Пряча себя, он закрыл глаза, и подумал, что совсем мало вспоминает теперь о своей семье, о сестричке, маме… И совсем не знал, как вспомнить, как нарисовать в памяти, в воображении, отца… Это ведь из-за того, что теперь не совсем в душе Мирки чисто. Совсем недавно, не покидали тайные, и озаренные светом надежды, домашние, довоенные грезы…
— Ребята, — заметил кто-то, — наговоримся еще, у Викента.
Да, еще было рано: чуть более четырех: времени, когда начиналась война.
«Ну, что я тут должен слушать? Как он себе представляет?» — думал Мирка. Безответно думал, припомнилось только: «И на хрен тебе это знать! На хрен мне это знать? Ни кому это на хрен не надо! Делать надо, что говорят». И он это делал, выставляя Мирку на опасное острие…
ЗА ОШИБКИ ВОЖДЕЙ, МИРКА, ПЛАТЯТ НАРОДЫ…
Кроме Ивана и Машука, нет еще двоих. О них ничего не сказали, когда пришел Мирка. А это его выручало: сомневаться могли как раз в тех, кого нет. Может, кто-то, из тех, рассказал, или написал Викенту. Стало полегче, но все же, слова, даже в мыслях, не клеились... Нить оборвалась какая-то. Важная нить. Кажется, без такой нити, человек перестает быть в ладу с собой.

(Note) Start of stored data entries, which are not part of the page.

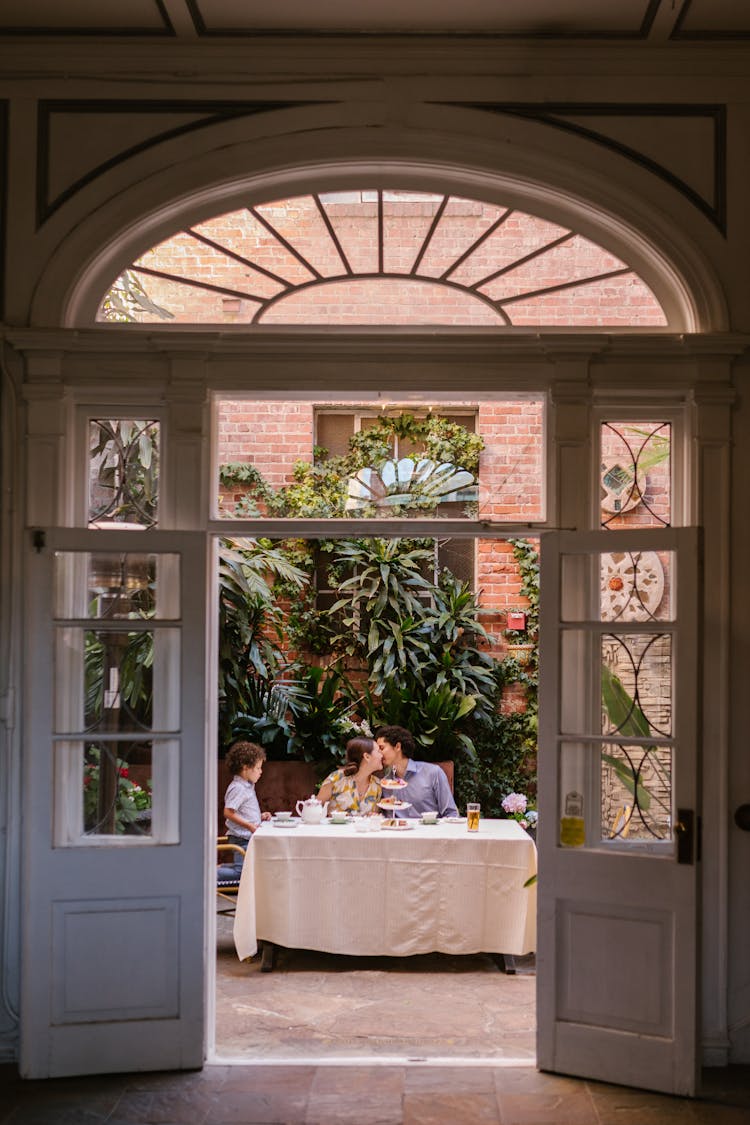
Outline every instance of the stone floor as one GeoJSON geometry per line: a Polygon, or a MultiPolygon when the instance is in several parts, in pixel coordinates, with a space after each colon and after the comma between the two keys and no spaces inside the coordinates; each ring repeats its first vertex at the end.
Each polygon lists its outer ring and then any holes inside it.
{"type": "Polygon", "coordinates": [[[217,1024],[232,1063],[45,1082],[0,1066],[0,1125],[750,1125],[750,1067],[706,1071],[694,1101],[540,1074],[529,961],[513,977],[488,958],[283,953],[261,974],[230,925],[217,1024]]]}
{"type": "Polygon", "coordinates": [[[217,934],[220,1061],[467,1059],[532,1063],[533,957],[515,975],[492,957],[339,957],[280,950],[272,973],[217,934]]]}
{"type": "Polygon", "coordinates": [[[750,1068],[696,1101],[531,1067],[207,1066],[22,1082],[0,1067],[2,1125],[748,1125],[750,1068]]]}

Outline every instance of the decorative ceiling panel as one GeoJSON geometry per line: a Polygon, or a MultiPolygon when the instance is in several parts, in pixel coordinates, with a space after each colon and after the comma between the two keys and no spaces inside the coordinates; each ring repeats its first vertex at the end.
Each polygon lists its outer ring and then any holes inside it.
{"type": "Polygon", "coordinates": [[[750,4],[747,0],[684,0],[672,38],[750,38],[750,4]]]}
{"type": "Polygon", "coordinates": [[[490,113],[526,117],[604,145],[671,184],[719,230],[725,231],[726,111],[723,106],[648,102],[610,105],[474,102],[469,105],[490,113]],[[659,135],[663,146],[658,144],[659,135]],[[685,144],[698,146],[699,151],[682,151],[681,139],[685,144]],[[705,161],[703,168],[702,160],[705,161]]]}
{"type": "Polygon", "coordinates": [[[144,150],[220,121],[309,102],[43,101],[39,103],[37,223],[87,183],[144,150]]]}
{"type": "Polygon", "coordinates": [[[173,35],[162,0],[3,0],[0,33],[35,35],[173,35]]]}
{"type": "Polygon", "coordinates": [[[607,137],[622,151],[638,153],[668,170],[709,206],[716,206],[716,137],[713,116],[566,116],[566,121],[607,137]]]}
{"type": "Polygon", "coordinates": [[[330,33],[490,33],[523,38],[638,37],[658,0],[187,0],[203,35],[259,31],[330,33]]]}

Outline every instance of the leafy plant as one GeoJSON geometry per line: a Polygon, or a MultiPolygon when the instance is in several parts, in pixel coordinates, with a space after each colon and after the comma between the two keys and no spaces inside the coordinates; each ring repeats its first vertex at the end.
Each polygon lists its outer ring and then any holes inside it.
{"type": "Polygon", "coordinates": [[[104,295],[100,307],[102,320],[132,324],[139,313],[150,313],[159,320],[174,320],[174,313],[152,301],[137,273],[124,270],[104,295]]]}
{"type": "Polygon", "coordinates": [[[344,746],[352,737],[358,700],[340,668],[303,666],[300,693],[291,703],[294,735],[291,748],[306,762],[328,773],[343,762],[344,746]]]}
{"type": "MultiPolygon", "coordinates": [[[[649,738],[651,736],[648,719],[636,700],[628,694],[619,676],[606,664],[602,664],[602,703],[619,738],[627,740],[628,738],[649,738]]],[[[643,761],[647,759],[652,769],[657,774],[661,773],[662,767],[656,756],[654,746],[644,747],[643,761]]],[[[641,812],[648,812],[651,807],[651,794],[638,780],[640,770],[636,773],[627,759],[617,758],[613,754],[602,753],[602,761],[611,766],[617,779],[625,786],[641,812]]],[[[662,777],[662,780],[669,788],[669,779],[662,777]]],[[[659,801],[659,804],[664,807],[662,801],[659,801]]]]}
{"type": "Polygon", "coordinates": [[[92,469],[89,522],[156,523],[159,485],[159,426],[129,418],[90,424],[92,469]]]}
{"type": "Polygon", "coordinates": [[[151,781],[144,789],[130,779],[127,762],[121,758],[112,761],[106,750],[104,754],[106,760],[103,764],[100,747],[89,746],[86,751],[87,760],[83,767],[84,831],[96,832],[105,822],[105,829],[111,824],[113,831],[119,835],[137,822],[140,813],[151,808],[151,781]],[[111,779],[113,797],[111,806],[102,810],[100,783],[105,768],[109,768],[114,775],[111,779]]]}
{"type": "Polygon", "coordinates": [[[224,743],[232,737],[235,716],[258,714],[258,705],[268,705],[276,681],[284,678],[284,618],[273,591],[274,577],[297,587],[306,581],[305,573],[267,541],[223,542],[219,562],[219,735],[224,743]]]}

Фильтрация продолжалась. Вернулся от дознавателя один из тех, с кем Мирка был здесь позавчера. Вернулся не похожим на остальных. «Счастливчик!» — мелькнуло, — наверное, лучиком в каждой душе.
— Моя часть в ста километрах отсюда! Вы представляете! С ними уже связались и оттуда готовы за мной приехать.
— Ух ты! И кто ж тебя так порадовал? Уж не Викент ли?
— Он самый!
— Вот уж, кто говорил, что справедливости нет!
— Да, не-е… Я ж не так говорил. Она есть, да шагать до нее и шагать…
— И, не всем дошагать…
— До Родины- так далеко! А уж до справедливости нашей, — еще и того далече!
— А чего мы носы раньше времени в землю тыкаем, а? Стоит ли? — Мирка узнавал Михалыча.
— Однако, Михалыч, в политруки тебе надо было! Уже бы и отфильтрован был, и совсем не с нами!.
Однако, плохой этот день был, унылый. Гадость какая-то, какая-то, как непотреб человеческий, из уборной в задках двора, — повсплывала. Видно, в каждом подобный непотреб, в задках душе есть. Немного, да все же… И вот повсплывал, как-то враз.
Поэтому гадко уныло и неуютно, было, кажется, всем.
— О науке я думал, — отозвался, по поводу политрука, Михалыч, — а о политике — никогда…
— Чего же мы взъелись-то?... — заступился кто-то, — Можно, вон, за человека порадоваться.
— Я и рад. За него я рад. За тебя бы еще, и за себя бы также…
— Вот, Михалыч и говорит: носом в землю. Чем к верху торчим, когда — носом в землю?!
— Так и есть, — посмеялся кто-то, — на нас поглядеть…
— Ну, погляди, Сень, и тебя вон, в умные мысли тянет! Глядишь, и подашься сам, в ученые, или историки…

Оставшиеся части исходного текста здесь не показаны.